Kodulabor — Applied AI research with measured outcomes

Problem

A parent with two children in competitive junior tennis wanted two things that, until very recently, only a professional analytics department could provide. First, a real analysis of a match a daughter had already played — not the broadcast scoreline, but why it was lost: where she stood, how she struck the ball, when the momentum actually turned. Second, and more urgently, a scouting report on tomorrow's opponent, prepared from a single YouTube video of that opponent playing someone else.

Companies already sell exactly this.

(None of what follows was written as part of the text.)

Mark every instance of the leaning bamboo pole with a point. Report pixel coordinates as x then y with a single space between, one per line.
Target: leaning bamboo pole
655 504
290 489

Video-based tennis analytics is an established service: a player or academy sends match footage, and an analyst returns heatmaps, shot patterns, serve placement, and a tactical breakdown. The service is real, it is good, and for a junior-tennis family it is priced as an occasional luxury, not a per-match habit. The question this project set out to answer was concrete: can one person, with AI assistance and a consumer laptop, produce a genuinely useful version of that analysis — for a match already played and for an opponent scouting report — at a cost that makes it repeatable for every match?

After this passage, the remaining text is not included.